It’s taken sake a few decades to move beyond Japanese restaurants and sushi bars in the U.S. and into backbars and cocktails. But I suspect Japan’s shochu will catch on faster here.
Why? Although most people here know little about shochu, experts say it’s an incredibly diverse spirit, thanks to the many types and the different fermentation and distillation processes.
Shochu can be made from a number of base ingredients, such as rice, sweet potatoes, barley, buckwheat and sugar. Depending on what it’s distilled from, shochu can take on the characteristics of other spirits, such as vodka and rum.
It’s also versatile with food—you can drink shochu throughout a meal, according to mixologist Brian Matthys, a Level II sake specialist. And it’s a great base for cocktails, though bartenders are just starting to experiment with incorporating shochu into unique drink recipes.
Matthys presented a shochu immersion education and tasting event last month at The Gander in New York, at which we tasted 18 shochus plus a few shochu cocktails. I found I preferred the imo (sweet potato) shochus, though they were all pretty interesting—in a good way.

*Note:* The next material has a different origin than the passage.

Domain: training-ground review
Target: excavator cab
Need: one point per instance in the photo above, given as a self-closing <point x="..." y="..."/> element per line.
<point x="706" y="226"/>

I can’t quite say the same thing about baijiu just yet, though: China’s distilled spirit is definitely an acquired taste for most Westerners. But a few U.S. bartenders are embracing its funk, and making baijiu sing in cocktails.
The big story is our 2015 Growth Brands. Given the steady stream of imports from other countries and continents, whether it’s beer, wine or spirits, and the already stiff competition here, growing a brand is a major accomplishment.
We congratulate all of this year’s Growth Brands, which include 90 wine and 73 spirit brands. These brands were responsible for nearly 130 million cases sold in 2014, and accounted for a third of sales in the wine and spirits industries last year. That’s something to be proud of.